The Federal Deposit Insurance Corporation (FDIC) received a formal June 8, 2024 notice from the Government Accountability Office (GAO) demanding that it rectify persistent shortcomings in blockchain supervision.
GAO Findings and Recommendations
The GAO highlighted that the FDIC’s response to earlier blockchain oversight guidance remains incomplete, despite a comprehensive July 2023 assessment that identified systemic gaps. That assessment warned of fragmented coordination among the FDIC, Federal Reserve, OCC, SEC, CFTC, NCUA, and CFPB, urging the creation of a unified institutional framework.
Regulatory Coordination Gaps
According to the GAO, federal agencies continue to operate in silos, leaving investors and the broader crypto market exposed to unmanaged blockchain risks. The watchdog stressed that ad‑hoc measures cannot substitute for a structured collaborative approach, especially as new stablecoin legislation expands the FDIC’s digital‑currency responsibilities.

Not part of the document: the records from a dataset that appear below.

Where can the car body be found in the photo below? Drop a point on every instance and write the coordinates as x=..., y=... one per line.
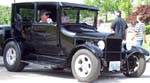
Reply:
x=74, y=44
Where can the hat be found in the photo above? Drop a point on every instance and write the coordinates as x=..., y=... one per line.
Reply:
x=118, y=13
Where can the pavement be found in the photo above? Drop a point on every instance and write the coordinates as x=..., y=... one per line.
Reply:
x=38, y=74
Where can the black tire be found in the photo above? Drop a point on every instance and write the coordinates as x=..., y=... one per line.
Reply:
x=95, y=66
x=140, y=69
x=17, y=65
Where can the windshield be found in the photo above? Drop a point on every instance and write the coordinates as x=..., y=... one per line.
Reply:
x=80, y=16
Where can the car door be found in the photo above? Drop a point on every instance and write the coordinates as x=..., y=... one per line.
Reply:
x=45, y=39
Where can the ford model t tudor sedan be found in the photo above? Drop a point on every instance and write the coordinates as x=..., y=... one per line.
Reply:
x=63, y=35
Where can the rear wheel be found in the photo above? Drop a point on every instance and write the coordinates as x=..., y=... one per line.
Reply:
x=136, y=64
x=12, y=57
x=85, y=66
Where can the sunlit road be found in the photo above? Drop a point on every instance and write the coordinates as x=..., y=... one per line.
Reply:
x=36, y=74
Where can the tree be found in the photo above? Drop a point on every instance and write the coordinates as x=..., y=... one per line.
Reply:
x=125, y=5
x=5, y=15
x=106, y=6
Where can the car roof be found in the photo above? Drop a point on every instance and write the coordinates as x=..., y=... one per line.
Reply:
x=63, y=4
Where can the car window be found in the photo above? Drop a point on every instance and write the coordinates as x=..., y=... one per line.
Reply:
x=69, y=16
x=26, y=14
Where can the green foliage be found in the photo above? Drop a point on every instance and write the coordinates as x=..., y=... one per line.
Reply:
x=5, y=15
x=148, y=29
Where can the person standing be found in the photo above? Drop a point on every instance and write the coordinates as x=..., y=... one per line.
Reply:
x=140, y=31
x=119, y=25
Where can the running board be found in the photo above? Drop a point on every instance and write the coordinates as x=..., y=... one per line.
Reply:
x=47, y=61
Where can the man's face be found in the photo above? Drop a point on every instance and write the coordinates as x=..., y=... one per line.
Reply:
x=44, y=17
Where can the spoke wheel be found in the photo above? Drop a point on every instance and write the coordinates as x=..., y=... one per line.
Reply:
x=85, y=66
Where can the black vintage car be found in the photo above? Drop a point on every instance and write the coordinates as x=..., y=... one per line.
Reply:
x=69, y=40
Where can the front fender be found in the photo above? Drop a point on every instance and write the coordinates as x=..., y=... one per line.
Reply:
x=91, y=47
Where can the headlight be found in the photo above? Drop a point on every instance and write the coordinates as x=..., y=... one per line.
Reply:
x=101, y=44
x=129, y=45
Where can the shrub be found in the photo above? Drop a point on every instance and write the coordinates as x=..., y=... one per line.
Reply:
x=148, y=29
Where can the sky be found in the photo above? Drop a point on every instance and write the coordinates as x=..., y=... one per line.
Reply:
x=8, y=2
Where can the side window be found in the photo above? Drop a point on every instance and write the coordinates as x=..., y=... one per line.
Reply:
x=26, y=14
x=46, y=13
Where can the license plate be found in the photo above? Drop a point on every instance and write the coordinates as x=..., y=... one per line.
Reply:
x=114, y=66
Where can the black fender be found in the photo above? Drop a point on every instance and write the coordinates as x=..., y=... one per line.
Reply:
x=91, y=47
x=137, y=50
x=17, y=41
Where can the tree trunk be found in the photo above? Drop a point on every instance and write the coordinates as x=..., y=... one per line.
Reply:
x=106, y=17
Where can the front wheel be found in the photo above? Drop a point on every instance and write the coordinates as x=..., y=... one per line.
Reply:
x=12, y=57
x=85, y=66
x=136, y=66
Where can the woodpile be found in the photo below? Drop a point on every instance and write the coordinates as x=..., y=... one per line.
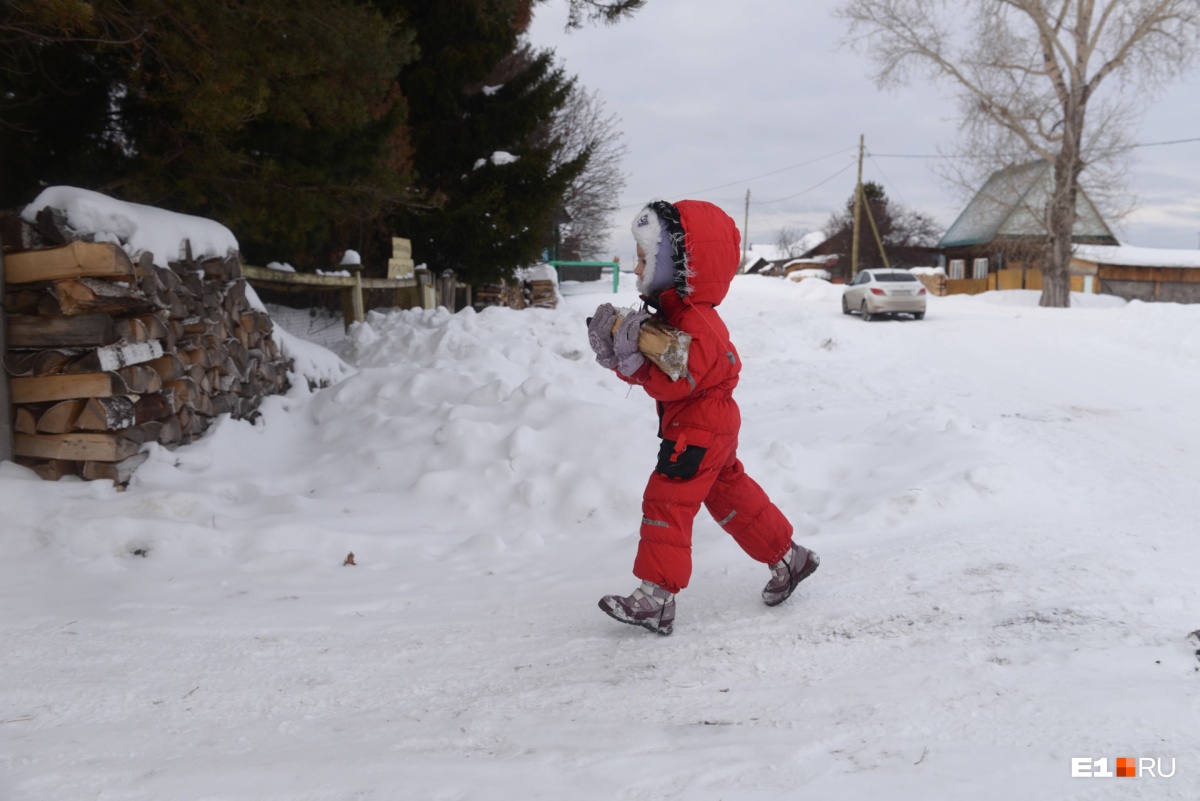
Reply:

Implications for Stablecoin Oversight
Recent banking failures have intensified scrutiny of how regulators monitor crypto‑related exposures, prompting calls for tighter alignment across oversight bodies. Strengthening the FDIC’s blockchain risk management is seen as essential to safeguarding market stability and protecting investors from emerging digital‑asset threats.